House builders, estate agents and builders’ merchants have something to smile about
Much of the Chancellor’s plan to preserve British jobs and boost the economy had been floated beforehand but house builders, estate agents and builders’ merchants all have something to smile about. Mr Sunak tried to do his bit for hoteliers, restaurateurs and publicans, although his limited room for manoeuvre when it came to spending, owing to the existing national debt, means the benefits here may be more limited.
Estate agents such as Foxtons, Savills and Countrywide will all be hoping for a big step up in business thanks to the stamp duty cuts, especially after May’s disastrous new mortgage applications figure of just 9,273. However, the danger is that demand is all crammed into the next few months and business levels then plunge again come April 2021 when the levy returns. Savills was up 2.5% after the speech, putting it in the top ten performers in the FTSE 250.
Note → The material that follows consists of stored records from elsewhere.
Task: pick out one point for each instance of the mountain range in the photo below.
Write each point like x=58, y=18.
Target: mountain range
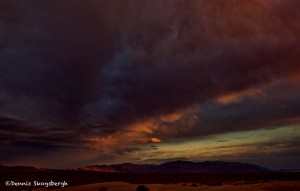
x=176, y=167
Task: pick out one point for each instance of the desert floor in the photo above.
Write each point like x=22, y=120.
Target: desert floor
x=237, y=186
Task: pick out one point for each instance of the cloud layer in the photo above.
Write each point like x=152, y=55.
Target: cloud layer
x=73, y=73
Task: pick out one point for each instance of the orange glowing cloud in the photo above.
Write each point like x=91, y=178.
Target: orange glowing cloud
x=237, y=96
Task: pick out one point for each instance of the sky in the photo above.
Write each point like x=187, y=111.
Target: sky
x=115, y=81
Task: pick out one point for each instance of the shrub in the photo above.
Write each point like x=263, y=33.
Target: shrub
x=142, y=188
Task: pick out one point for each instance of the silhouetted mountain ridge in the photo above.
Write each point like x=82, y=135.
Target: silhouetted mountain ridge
x=168, y=167
x=182, y=167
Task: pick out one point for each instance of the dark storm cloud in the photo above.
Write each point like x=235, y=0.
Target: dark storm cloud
x=93, y=67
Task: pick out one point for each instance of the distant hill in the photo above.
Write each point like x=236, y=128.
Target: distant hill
x=169, y=167
x=179, y=167
x=22, y=169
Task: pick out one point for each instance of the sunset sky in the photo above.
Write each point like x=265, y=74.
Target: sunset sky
x=144, y=81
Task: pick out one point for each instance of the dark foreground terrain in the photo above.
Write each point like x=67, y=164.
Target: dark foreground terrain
x=76, y=178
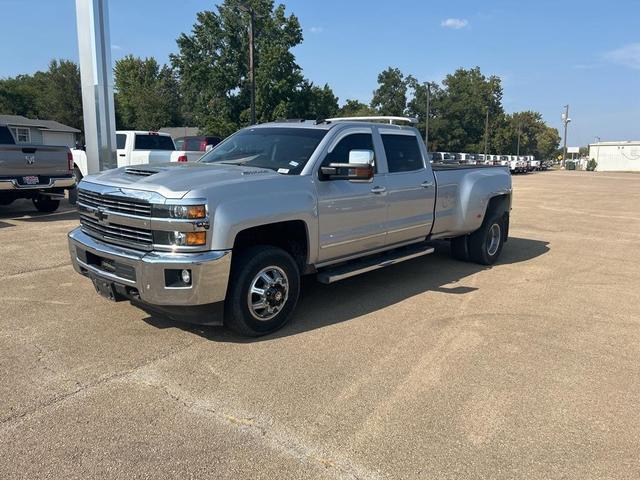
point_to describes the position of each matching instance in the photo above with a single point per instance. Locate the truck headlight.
(186, 212)
(180, 239)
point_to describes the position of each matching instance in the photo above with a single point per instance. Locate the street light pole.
(486, 134)
(565, 120)
(252, 66)
(426, 126)
(252, 69)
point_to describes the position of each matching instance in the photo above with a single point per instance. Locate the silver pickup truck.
(38, 172)
(227, 239)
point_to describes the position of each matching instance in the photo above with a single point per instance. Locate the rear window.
(403, 153)
(154, 142)
(5, 136)
(193, 144)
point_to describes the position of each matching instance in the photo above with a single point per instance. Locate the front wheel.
(263, 291)
(46, 204)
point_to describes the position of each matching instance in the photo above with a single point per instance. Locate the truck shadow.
(24, 211)
(322, 305)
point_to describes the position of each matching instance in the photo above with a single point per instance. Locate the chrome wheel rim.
(494, 239)
(268, 293)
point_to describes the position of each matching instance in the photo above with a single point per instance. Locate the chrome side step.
(356, 267)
House builders did not get an extension to the Help to Buy scheme, though doubtless they will continue to press for it, though they too will be pleased to see the stamp duty cut and the emphasis on helping first-time buyers. Shares in Barratt, Taylor Wimpey, Persimmon and others responded strongly to the rumours of this policy initiative on Monday and so are doing relatively little now the facts are known.
Builders’ merchants may benefit too, which could help Grafton and Travis Perkins, while providers of insulation such as SIG and Kingspan will be looking forward to increased demand as a result of the Chancellor’s commitment to more energy efficient homes and public sector premises. Shares in bathroom equipment and accessories supplier Norcros and Topps Tiles are rising in response to the prospect of higher volumes ahead.
The hospitality sector will welcome attempts to boost spending in pubs, hotels and restaurants though Mr Sunak did not venture down the voucher path. Disappointing as this will be for leisure firms, such a giveaway would potentially have had long-term consequences and set a bad precedent – once free money is offered once it is very hard to stop handing it over.
As such, the policy is more nuanced and therefore less dramatic. The VAT cut may entice some visitors but the Monday-Wednesday time frame and £10 limit for the month of August on dining out may not move the dial much – and nor are any of those incentives likely to persuade those who are too frightened or too vulnerable to venture to such public places, or indeed those who have lost their job or are on furlough, for whom cash could be tight and eating out a luxury anyway.
Nevertheless, Wagamama-owner Restaurant Group is taking some comfort from the plan as the shares are up 6%, to put it in the top ten gainers in the FTSE All-Share and InterContinental Hotels is up 2.3% to place it second-best in the FTSE 100 today.
These articles are for information purposes only and are not a personal recommendation or advice.